One measure of financial market pricing after Wednesday’s figures showed a roughly 70 percent chance of a move next month compared with nearly 80 percent before
PRESSURE IN THE PIPELINE?
On Tuesday data showed British workers’ wages rose at the slowest rate in six months during the three months to May despite a record number of people in jobs, challenging the BoE as it considers raising rates next month.
A Reuters poll of economists published on Tuesday showed 47 out of 75 thought the BoE would raise rates to a new post-financial crisis high of 0.75 percent in August. The remainder thought it would stay on hold. [BOE/INT]

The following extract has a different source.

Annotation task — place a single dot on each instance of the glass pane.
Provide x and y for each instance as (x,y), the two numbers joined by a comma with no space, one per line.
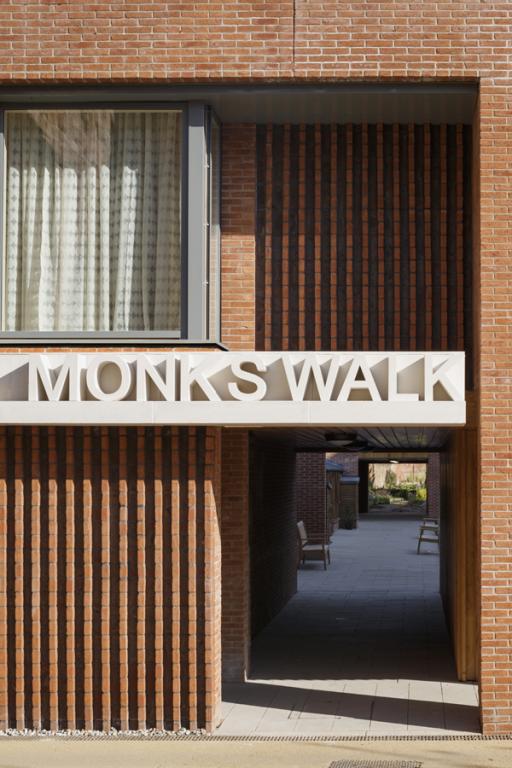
(214,246)
(93,221)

Some economists said the weakness in June’s inflation data was driven by volatile components such as clothing, computer games and air fares which could soon rebound.
The ONS reported the biggest month-on-month drop in clothing prices for any June since 2012 as shops slashed prices for the summer sales.
Wednesday’s data suggested rising pressure in the pipeline for consumer prices, however.
Manufacturers increased the prices they charged by 3.1 percent in June compared with 3.0 percent in May. While a slightly weaker increase than expected, it marked the strongest rise this year.
The cost of raw materials – many of them imported – was 10.2 percent higher than in June 2017, the strongest rise in a year.
“The continued pick-up in producer prices suggests that inflation may rise a little in the short term as the recent oil price increases pass through supply chains,” said Suren Thiru, head of economics at the British Chambers of Commerce.
But any period of rising price growth was likely to be temporary, he added.